According to Gately, HR professionals can easily wear themselves out if they become too embroiled in employee problems and are unable to separate themselves from the issue at hand.
“Sometimes we’re carrying too much because we take all the worries and the pain that people are experiencing home – but that mind-set can be very dangerous for you and for your energy levels and for your ability to maintain objectivity,” she tells HRD. “It can be incredibly draining when we wallow in other people’s issues.”
While Gately says empathy is undeniably important, she says HR professionals must be able to take a step back so they can see the biggest picture without becoming personally involved.

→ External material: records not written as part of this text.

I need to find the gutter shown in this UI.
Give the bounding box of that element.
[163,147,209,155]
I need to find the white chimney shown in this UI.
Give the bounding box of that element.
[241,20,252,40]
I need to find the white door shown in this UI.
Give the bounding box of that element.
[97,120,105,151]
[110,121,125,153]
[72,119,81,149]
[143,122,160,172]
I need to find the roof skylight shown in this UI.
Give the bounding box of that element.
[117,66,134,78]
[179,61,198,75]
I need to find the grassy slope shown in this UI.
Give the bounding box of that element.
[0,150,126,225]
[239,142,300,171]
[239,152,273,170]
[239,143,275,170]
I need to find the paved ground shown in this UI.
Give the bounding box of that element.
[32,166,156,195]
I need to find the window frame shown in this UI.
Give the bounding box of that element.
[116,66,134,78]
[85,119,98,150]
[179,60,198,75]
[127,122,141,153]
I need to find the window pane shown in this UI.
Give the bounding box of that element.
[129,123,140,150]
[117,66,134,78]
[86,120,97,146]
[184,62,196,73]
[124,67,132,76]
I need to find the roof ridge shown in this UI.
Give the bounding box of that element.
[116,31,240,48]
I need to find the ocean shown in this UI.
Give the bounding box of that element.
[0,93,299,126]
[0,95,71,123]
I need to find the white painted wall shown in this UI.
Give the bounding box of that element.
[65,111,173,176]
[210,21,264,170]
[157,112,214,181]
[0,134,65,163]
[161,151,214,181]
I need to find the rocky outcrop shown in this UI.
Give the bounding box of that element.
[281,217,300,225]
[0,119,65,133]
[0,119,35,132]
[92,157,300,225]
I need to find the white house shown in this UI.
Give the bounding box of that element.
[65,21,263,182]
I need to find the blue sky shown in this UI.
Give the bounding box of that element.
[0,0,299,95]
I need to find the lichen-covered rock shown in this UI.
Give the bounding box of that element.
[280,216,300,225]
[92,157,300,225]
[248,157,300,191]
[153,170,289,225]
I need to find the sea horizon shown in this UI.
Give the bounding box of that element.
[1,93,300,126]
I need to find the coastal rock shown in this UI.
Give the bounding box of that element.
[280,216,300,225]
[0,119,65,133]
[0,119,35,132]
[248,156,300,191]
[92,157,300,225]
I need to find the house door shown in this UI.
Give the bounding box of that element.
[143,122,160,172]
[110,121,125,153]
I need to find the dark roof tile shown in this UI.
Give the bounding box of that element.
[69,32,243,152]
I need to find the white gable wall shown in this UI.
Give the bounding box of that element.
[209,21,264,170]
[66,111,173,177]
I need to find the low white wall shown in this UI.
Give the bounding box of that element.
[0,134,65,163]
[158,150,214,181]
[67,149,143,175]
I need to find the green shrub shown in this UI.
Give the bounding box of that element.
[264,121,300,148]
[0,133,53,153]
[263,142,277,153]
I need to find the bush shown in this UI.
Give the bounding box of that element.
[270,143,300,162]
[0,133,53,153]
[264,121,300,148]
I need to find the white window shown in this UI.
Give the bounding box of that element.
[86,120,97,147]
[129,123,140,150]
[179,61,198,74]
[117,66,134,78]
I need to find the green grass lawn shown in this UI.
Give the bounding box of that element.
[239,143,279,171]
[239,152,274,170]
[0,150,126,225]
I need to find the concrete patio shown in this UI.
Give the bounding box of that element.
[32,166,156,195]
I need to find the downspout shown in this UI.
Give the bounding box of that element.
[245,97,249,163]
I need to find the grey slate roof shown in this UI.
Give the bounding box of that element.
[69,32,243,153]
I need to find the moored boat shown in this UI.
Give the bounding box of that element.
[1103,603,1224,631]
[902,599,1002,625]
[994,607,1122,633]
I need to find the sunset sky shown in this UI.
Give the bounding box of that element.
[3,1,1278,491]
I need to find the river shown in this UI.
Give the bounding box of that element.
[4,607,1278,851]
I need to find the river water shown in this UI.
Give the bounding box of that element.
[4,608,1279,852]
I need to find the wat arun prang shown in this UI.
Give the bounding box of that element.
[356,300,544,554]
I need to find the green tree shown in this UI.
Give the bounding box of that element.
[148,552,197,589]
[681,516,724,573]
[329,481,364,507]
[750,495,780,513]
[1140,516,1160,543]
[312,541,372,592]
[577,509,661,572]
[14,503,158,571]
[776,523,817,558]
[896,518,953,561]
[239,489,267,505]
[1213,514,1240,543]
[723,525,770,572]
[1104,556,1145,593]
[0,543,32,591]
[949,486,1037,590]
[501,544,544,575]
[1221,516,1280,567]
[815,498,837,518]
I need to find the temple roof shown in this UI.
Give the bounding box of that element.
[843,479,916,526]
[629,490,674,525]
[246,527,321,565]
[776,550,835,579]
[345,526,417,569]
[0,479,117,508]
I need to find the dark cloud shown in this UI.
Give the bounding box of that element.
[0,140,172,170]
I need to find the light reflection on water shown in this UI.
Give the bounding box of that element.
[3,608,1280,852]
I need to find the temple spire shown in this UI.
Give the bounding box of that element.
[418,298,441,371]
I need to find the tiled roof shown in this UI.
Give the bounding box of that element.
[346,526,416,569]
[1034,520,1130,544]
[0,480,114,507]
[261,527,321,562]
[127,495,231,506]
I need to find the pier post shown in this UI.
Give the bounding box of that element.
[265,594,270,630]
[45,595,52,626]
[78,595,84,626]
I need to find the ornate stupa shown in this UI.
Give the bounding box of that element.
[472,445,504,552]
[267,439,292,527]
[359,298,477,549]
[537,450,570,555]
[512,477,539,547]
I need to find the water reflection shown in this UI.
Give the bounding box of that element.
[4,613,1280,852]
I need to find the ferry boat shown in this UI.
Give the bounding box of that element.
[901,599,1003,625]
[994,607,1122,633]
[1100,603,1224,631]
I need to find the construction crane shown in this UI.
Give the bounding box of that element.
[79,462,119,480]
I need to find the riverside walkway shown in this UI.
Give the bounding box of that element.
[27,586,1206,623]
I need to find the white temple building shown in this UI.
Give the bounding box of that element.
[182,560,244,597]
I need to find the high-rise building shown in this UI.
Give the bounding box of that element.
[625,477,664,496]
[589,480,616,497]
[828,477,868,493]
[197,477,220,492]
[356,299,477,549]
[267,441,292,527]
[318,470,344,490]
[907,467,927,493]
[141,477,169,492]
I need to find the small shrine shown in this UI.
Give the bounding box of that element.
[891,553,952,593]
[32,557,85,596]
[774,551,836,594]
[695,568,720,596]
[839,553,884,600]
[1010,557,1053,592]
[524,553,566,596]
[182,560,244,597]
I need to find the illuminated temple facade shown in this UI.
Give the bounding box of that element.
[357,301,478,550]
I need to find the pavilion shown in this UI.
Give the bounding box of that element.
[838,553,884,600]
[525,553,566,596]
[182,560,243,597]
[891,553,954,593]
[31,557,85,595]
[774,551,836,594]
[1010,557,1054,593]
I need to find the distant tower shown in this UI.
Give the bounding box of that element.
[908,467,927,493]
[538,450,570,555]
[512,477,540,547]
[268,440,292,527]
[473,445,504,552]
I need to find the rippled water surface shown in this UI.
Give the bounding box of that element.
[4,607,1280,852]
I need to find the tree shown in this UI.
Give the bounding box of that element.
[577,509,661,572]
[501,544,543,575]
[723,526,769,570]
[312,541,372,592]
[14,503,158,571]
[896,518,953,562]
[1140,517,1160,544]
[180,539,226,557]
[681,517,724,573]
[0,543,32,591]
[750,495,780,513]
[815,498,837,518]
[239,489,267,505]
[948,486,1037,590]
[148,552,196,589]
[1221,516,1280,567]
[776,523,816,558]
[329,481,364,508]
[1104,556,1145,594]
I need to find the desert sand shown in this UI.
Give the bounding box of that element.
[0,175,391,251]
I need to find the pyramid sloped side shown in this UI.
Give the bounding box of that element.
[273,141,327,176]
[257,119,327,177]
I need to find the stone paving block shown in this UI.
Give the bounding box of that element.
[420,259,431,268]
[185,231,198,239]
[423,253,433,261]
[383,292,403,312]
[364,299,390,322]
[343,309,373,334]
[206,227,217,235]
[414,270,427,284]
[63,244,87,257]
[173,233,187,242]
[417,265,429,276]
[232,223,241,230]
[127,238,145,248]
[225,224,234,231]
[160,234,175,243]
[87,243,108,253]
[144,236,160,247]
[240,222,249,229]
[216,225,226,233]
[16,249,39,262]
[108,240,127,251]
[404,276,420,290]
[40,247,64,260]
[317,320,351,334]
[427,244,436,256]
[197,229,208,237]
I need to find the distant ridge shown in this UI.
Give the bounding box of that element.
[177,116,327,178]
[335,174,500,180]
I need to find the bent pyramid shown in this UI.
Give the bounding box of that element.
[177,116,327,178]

“It really does not help when HR is pandering to people’s emotions or fuelling or validating people’s self-pity or lack of personal accountability,” she says. “We need to be compassionate, we need to know when there are true hardships and when there are issues that are unfair or holding people back but we also need to recognise when people are not helping themselves and when the change needs to come from within.”
Gately recalls one incident in which she received an irate phone call from an executive who was trying to manage a particularly challenging team member.
“The employer was wallowing in self-pity and one of my team members in HR was having the ‘Oh, I know, you poor thing,’ conversation but that doesn’t help the leader to influence that person’s mind-set and clearly it doesn’t help the individual to be accountable for their own thinking,” says Gately. “So when HR wallows with a person, we can sometimes actually feed the issue and make it worse.”